Existence is a bubble.

It feels like all this is real, tangible, holdable, feelabale, touchable. But the moment you stop thinking, stop looking for clues and confirmation, stop the ferris wheel of analysis constantly going on in your mind, the illusion drops, and it is all reduced to the transparent, filmy surface of a bubble.

Delicate, transient, fragile. Which will burst any minute. Which needs to be cherished quickly, before it is gone.

My loved ones confide their fears to me, their doubts about what’s going to happen, their despair over something someone said, their anger over perceived injustices, their insecurities about not being loved enough, their guilts about not being able to love enough, their sorrow at being ‘incomplete’, their pain at being rejected, their joy at an accomplishment, their euphoria at a victory, their hurt at being left behind.

I do it too. I get caught up in the daily motions of life — managing the bank accounts, the credit card bills, researching for a new car, coordinating with the driver to pick up the kids from a birthday party, paying the rent, buying the groceries, coordinating with writers and photographers, walking the dogs, making tiffins early morning, bringing out magazines — and I get carried away that all this is real.

Then, an unexpected silence descends on the house — everyone is asleep, even the dogs at my feet, it’s early morning, the doorbell isn’t ringing, the bank has just pinged about an unexpected income right when I needed some money to be paid, the pigeons go quiet. And it suddenly hits me how transient all this is. One blink — one phone call, one newspaper story, one lifetime — and it’s all gone. What is this job, this house, these belongings, even these relationships, but a bubble? Created out of nothing, dissolving into nothing? Leaving behind just a memory of their existence.

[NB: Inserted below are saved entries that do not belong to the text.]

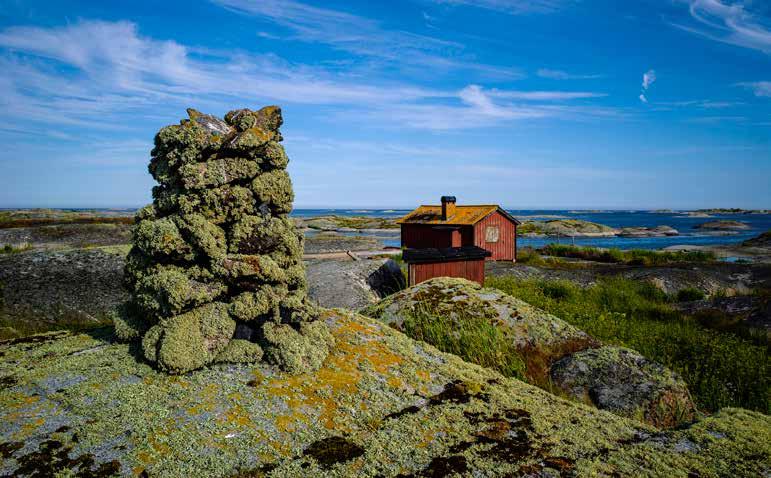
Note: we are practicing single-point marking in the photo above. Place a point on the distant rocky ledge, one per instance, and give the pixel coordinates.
(722, 225)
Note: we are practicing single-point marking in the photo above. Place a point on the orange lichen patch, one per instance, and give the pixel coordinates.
(145, 458)
(30, 426)
(179, 381)
(427, 437)
(286, 423)
(338, 377)
(19, 400)
(236, 415)
(208, 403)
(159, 446)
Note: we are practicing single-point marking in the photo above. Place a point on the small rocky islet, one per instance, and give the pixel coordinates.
(219, 360)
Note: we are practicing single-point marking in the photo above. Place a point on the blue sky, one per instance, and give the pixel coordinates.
(526, 103)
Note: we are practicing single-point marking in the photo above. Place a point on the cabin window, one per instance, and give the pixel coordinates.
(491, 234)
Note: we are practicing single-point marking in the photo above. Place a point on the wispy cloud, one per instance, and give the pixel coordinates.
(513, 7)
(545, 95)
(759, 88)
(649, 77)
(363, 36)
(114, 75)
(113, 69)
(563, 75)
(701, 104)
(731, 23)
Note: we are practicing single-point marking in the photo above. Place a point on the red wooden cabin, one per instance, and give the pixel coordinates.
(467, 262)
(449, 225)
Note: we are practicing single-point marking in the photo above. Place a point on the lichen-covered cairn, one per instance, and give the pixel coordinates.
(216, 271)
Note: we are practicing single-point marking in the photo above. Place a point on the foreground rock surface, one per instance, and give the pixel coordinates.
(539, 337)
(554, 352)
(624, 382)
(380, 405)
(353, 284)
(215, 271)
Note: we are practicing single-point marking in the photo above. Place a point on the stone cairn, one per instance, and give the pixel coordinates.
(215, 272)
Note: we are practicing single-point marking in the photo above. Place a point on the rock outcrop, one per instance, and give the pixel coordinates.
(722, 225)
(567, 227)
(215, 272)
(658, 231)
(380, 405)
(353, 284)
(626, 383)
(554, 352)
(539, 337)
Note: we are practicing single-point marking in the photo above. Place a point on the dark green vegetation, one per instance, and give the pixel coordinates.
(14, 249)
(640, 257)
(721, 369)
(475, 339)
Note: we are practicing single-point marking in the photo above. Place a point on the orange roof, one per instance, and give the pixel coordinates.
(464, 215)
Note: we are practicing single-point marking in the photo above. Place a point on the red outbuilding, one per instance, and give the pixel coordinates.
(454, 241)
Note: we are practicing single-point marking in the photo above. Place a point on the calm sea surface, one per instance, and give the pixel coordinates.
(683, 223)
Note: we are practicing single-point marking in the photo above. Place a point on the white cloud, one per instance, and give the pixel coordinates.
(513, 7)
(649, 77)
(563, 75)
(731, 23)
(363, 36)
(545, 95)
(759, 88)
(116, 78)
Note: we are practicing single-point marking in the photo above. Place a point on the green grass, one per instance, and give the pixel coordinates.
(474, 339)
(721, 369)
(641, 257)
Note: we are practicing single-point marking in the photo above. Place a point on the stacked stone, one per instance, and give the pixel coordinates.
(215, 272)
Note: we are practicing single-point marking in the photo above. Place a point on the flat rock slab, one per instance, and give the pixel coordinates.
(381, 405)
(352, 284)
(623, 381)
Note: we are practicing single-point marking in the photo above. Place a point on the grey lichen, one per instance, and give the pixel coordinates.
(215, 272)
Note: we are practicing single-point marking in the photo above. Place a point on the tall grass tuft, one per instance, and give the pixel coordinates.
(641, 257)
(721, 369)
(474, 339)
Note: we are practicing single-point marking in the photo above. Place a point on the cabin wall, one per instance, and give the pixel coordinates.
(471, 270)
(422, 236)
(504, 249)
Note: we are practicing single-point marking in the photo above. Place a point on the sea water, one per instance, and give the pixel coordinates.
(682, 222)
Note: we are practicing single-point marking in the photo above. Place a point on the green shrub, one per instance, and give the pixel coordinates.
(689, 294)
(471, 338)
(721, 369)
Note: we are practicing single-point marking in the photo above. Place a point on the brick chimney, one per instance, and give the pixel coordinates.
(448, 207)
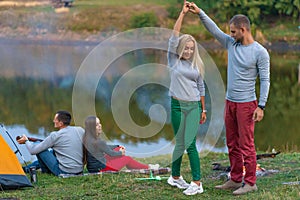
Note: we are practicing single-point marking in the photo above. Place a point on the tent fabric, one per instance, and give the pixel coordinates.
(12, 175)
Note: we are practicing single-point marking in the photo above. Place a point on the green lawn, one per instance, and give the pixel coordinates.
(125, 186)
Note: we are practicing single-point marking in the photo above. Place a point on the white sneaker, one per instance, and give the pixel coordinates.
(180, 183)
(153, 167)
(193, 189)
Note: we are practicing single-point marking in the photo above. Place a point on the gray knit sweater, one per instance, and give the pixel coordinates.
(245, 63)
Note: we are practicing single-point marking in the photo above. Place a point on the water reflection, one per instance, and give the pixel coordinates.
(37, 80)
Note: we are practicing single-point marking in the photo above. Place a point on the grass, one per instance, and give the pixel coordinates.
(124, 185)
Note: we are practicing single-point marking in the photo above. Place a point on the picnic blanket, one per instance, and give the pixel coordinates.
(132, 171)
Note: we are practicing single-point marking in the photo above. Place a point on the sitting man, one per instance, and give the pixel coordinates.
(66, 143)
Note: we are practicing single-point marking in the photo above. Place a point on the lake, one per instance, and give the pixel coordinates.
(125, 83)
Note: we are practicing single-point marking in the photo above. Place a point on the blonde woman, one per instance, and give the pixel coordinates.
(187, 93)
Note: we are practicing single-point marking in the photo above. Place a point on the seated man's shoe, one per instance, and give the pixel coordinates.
(245, 189)
(229, 185)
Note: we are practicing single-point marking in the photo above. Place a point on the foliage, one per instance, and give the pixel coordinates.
(255, 10)
(288, 7)
(147, 19)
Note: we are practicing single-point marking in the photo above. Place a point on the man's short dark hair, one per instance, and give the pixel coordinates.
(240, 21)
(64, 116)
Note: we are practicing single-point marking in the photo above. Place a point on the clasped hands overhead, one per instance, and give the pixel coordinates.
(190, 7)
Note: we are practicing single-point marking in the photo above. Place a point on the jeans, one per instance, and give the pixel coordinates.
(185, 118)
(49, 163)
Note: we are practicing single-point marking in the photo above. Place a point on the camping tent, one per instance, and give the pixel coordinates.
(12, 175)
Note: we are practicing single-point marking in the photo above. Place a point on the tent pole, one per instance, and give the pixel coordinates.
(18, 150)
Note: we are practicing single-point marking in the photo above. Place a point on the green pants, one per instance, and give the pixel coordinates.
(185, 117)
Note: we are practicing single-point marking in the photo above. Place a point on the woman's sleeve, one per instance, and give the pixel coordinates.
(172, 55)
(201, 86)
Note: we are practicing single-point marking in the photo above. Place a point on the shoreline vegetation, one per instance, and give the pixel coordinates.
(91, 21)
(281, 181)
(94, 21)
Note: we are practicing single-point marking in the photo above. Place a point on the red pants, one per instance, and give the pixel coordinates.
(117, 163)
(240, 140)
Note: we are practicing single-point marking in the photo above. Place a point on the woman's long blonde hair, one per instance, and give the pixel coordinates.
(196, 59)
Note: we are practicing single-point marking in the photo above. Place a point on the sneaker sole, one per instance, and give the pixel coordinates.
(190, 194)
(176, 185)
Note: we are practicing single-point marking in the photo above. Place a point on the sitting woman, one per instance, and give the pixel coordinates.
(100, 157)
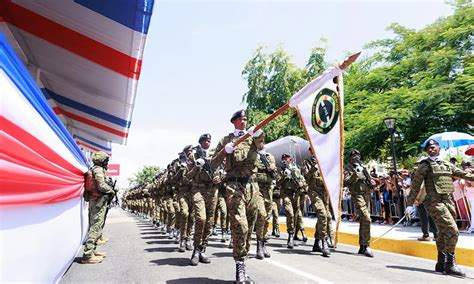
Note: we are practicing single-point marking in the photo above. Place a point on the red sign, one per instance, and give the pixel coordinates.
(113, 170)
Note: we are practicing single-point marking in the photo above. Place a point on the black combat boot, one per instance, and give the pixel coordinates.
(265, 251)
(202, 256)
(325, 248)
(188, 245)
(316, 247)
(181, 246)
(450, 266)
(240, 276)
(290, 243)
(195, 256)
(305, 239)
(439, 267)
(260, 250)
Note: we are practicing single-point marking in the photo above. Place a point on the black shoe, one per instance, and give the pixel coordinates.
(305, 239)
(195, 257)
(181, 246)
(202, 256)
(450, 266)
(240, 276)
(439, 267)
(325, 248)
(290, 243)
(260, 250)
(316, 247)
(266, 254)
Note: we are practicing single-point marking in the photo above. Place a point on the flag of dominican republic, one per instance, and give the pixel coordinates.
(42, 217)
(320, 106)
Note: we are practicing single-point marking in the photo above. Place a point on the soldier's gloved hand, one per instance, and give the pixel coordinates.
(200, 162)
(254, 133)
(229, 148)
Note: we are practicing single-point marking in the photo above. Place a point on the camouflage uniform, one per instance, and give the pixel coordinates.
(436, 175)
(97, 204)
(320, 200)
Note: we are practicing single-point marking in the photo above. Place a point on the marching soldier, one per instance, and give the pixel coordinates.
(359, 181)
(436, 175)
(242, 188)
(204, 192)
(291, 184)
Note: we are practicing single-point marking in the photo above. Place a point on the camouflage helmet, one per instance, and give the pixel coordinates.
(100, 157)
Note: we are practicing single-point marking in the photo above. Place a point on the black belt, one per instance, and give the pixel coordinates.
(240, 179)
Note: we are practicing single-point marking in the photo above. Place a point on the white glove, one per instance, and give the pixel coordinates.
(410, 212)
(200, 162)
(229, 148)
(256, 133)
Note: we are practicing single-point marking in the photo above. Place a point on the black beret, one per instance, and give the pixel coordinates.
(430, 142)
(204, 137)
(186, 148)
(284, 156)
(238, 114)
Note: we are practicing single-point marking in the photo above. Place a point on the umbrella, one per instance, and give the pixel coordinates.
(470, 150)
(451, 139)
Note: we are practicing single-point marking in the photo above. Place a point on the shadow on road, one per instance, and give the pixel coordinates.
(200, 280)
(175, 261)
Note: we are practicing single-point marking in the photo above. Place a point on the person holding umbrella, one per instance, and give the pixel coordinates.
(437, 177)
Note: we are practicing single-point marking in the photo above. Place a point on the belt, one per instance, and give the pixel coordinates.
(240, 179)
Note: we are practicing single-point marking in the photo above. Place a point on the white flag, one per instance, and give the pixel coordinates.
(320, 106)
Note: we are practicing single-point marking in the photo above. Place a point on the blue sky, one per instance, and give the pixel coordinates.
(195, 52)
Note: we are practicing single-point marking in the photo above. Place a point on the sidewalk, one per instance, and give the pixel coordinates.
(401, 240)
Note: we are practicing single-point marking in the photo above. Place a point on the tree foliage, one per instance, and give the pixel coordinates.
(145, 175)
(423, 78)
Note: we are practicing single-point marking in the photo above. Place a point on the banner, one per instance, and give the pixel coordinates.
(320, 107)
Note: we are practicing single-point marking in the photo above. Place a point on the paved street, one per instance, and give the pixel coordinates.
(138, 253)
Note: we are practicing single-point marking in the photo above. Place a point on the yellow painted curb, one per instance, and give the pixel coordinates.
(426, 250)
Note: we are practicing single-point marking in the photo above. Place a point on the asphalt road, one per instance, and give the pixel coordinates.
(138, 253)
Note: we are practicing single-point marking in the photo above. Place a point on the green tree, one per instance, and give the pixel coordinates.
(144, 175)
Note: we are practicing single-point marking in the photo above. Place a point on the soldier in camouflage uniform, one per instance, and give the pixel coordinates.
(97, 205)
(184, 185)
(291, 184)
(436, 175)
(266, 178)
(204, 192)
(359, 181)
(320, 200)
(242, 188)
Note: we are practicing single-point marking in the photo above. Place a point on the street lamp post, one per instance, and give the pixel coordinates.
(390, 123)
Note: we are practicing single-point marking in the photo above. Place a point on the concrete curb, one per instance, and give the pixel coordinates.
(427, 250)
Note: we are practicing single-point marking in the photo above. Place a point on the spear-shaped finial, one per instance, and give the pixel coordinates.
(349, 60)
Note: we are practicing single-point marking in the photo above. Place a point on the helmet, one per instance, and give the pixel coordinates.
(100, 157)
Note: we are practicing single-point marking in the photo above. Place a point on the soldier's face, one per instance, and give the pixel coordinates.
(433, 150)
(206, 144)
(240, 123)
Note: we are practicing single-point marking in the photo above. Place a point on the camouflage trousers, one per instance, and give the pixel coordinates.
(204, 207)
(170, 212)
(276, 205)
(186, 218)
(362, 207)
(443, 212)
(243, 205)
(221, 212)
(97, 209)
(323, 216)
(293, 213)
(264, 211)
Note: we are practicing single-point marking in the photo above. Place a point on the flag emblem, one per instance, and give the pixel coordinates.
(325, 110)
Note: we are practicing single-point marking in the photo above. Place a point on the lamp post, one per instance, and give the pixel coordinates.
(390, 123)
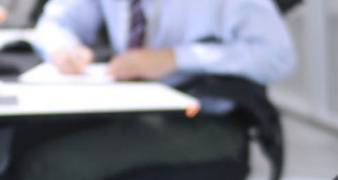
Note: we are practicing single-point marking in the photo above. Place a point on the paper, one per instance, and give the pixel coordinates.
(48, 74)
(115, 97)
(13, 35)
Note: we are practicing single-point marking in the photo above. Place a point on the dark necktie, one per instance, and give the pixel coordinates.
(137, 25)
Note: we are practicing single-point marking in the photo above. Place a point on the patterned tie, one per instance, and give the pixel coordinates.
(137, 25)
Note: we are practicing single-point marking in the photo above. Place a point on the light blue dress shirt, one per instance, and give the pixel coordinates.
(254, 41)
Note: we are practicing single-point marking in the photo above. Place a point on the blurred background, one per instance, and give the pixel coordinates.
(308, 99)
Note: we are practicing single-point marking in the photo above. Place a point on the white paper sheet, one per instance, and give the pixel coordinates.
(48, 74)
(116, 97)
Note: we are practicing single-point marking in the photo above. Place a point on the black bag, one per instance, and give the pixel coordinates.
(286, 5)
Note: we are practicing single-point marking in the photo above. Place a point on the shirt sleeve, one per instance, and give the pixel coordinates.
(65, 24)
(258, 47)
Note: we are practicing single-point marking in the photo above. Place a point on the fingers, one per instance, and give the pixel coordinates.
(73, 62)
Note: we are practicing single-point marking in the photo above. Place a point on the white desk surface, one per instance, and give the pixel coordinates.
(106, 98)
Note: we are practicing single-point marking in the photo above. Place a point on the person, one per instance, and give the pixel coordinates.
(166, 41)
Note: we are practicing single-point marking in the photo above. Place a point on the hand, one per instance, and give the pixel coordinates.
(143, 63)
(74, 61)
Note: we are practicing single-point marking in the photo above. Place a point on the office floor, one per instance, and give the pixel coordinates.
(312, 153)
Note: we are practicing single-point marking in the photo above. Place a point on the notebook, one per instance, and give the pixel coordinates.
(47, 73)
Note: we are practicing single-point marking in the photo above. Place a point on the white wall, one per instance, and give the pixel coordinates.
(312, 91)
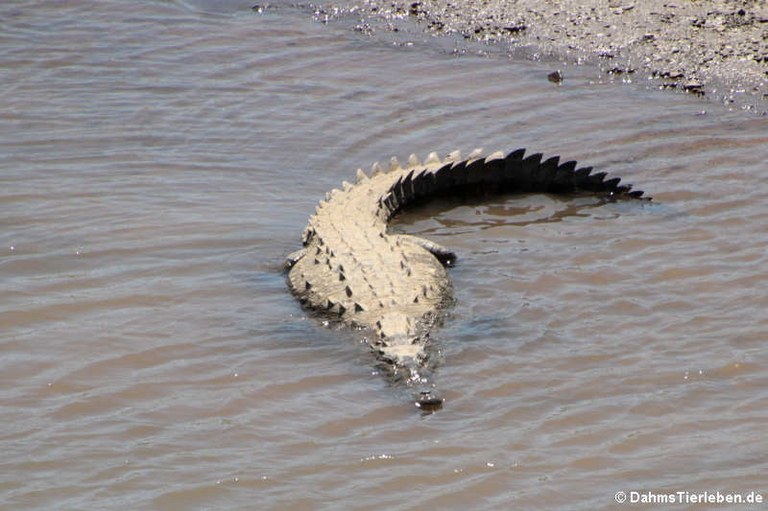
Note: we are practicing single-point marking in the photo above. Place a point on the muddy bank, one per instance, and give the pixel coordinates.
(717, 48)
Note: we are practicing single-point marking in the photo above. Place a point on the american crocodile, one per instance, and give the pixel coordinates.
(393, 286)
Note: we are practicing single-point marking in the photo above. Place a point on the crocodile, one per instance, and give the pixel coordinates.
(394, 286)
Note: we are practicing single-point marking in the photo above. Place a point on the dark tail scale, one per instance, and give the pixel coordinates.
(513, 174)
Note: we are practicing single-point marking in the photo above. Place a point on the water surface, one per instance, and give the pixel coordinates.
(157, 162)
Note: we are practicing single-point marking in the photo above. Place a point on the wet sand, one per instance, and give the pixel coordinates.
(716, 48)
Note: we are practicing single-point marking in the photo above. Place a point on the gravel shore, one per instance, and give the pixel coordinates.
(717, 48)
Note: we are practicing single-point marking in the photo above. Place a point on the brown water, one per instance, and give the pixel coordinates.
(159, 159)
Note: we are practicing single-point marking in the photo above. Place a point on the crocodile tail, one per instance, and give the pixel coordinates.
(513, 173)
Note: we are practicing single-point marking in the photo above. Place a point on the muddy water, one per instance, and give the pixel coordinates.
(158, 160)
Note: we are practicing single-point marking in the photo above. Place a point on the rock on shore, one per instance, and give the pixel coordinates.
(713, 47)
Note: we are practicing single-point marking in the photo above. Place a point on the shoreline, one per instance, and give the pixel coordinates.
(712, 48)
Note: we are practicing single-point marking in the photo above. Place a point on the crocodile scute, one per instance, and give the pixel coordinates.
(394, 286)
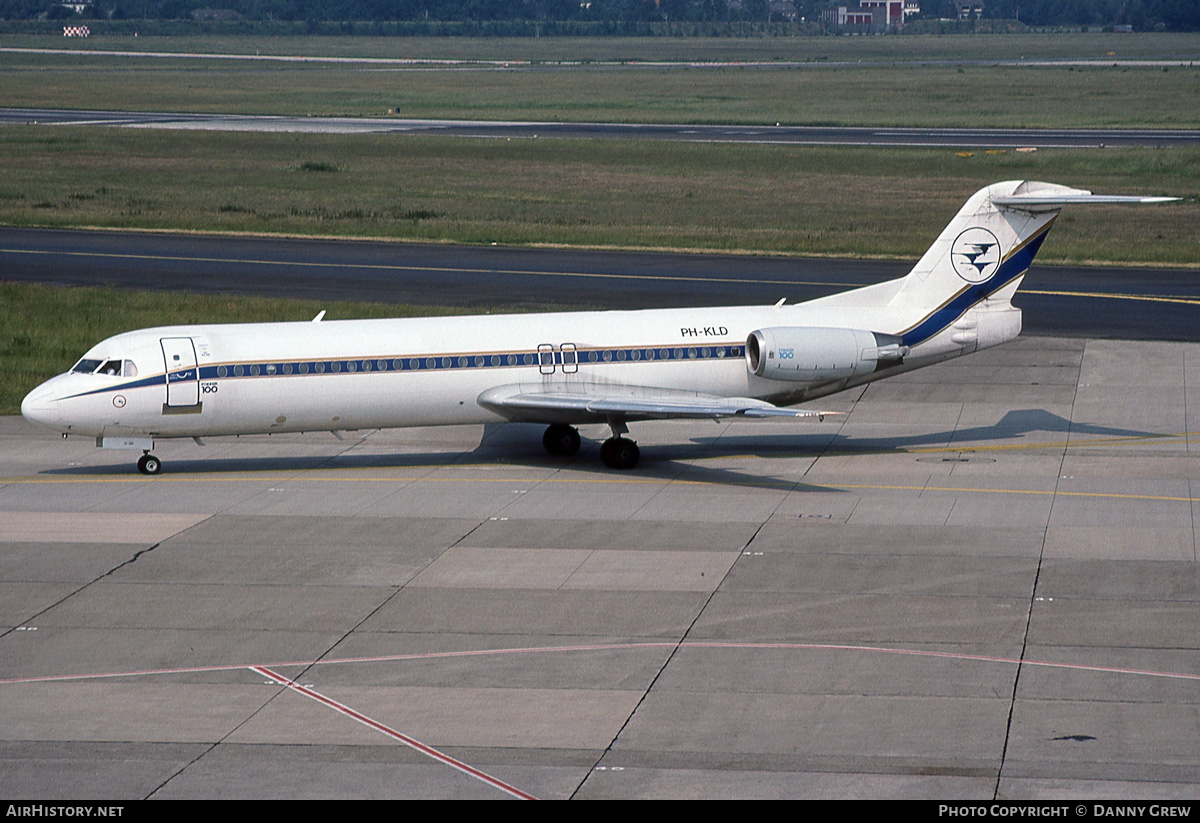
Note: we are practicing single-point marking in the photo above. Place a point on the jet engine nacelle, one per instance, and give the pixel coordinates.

Who is to prove we exist but other people — their perception and their memories? Together, we all affirm the other. Together, we create a certain agreement on what reality is. On what our history is, on what our present is, on what we think our future should be. On what the ‘rules’ are, on what humanity is all about, what is right and wrong.

But this reality is subjective. There are as many worlds as there are living beings. Each one’s world is unique and different from the others. Viewpoints decide destinies.

What then is the truth? Is there any such thing? As Ramana Maharshi asks, Who am I? Really, who am I?

If this existence is a bubble, who am I, and what am I doing here? In answer, a great silence welcomes me home.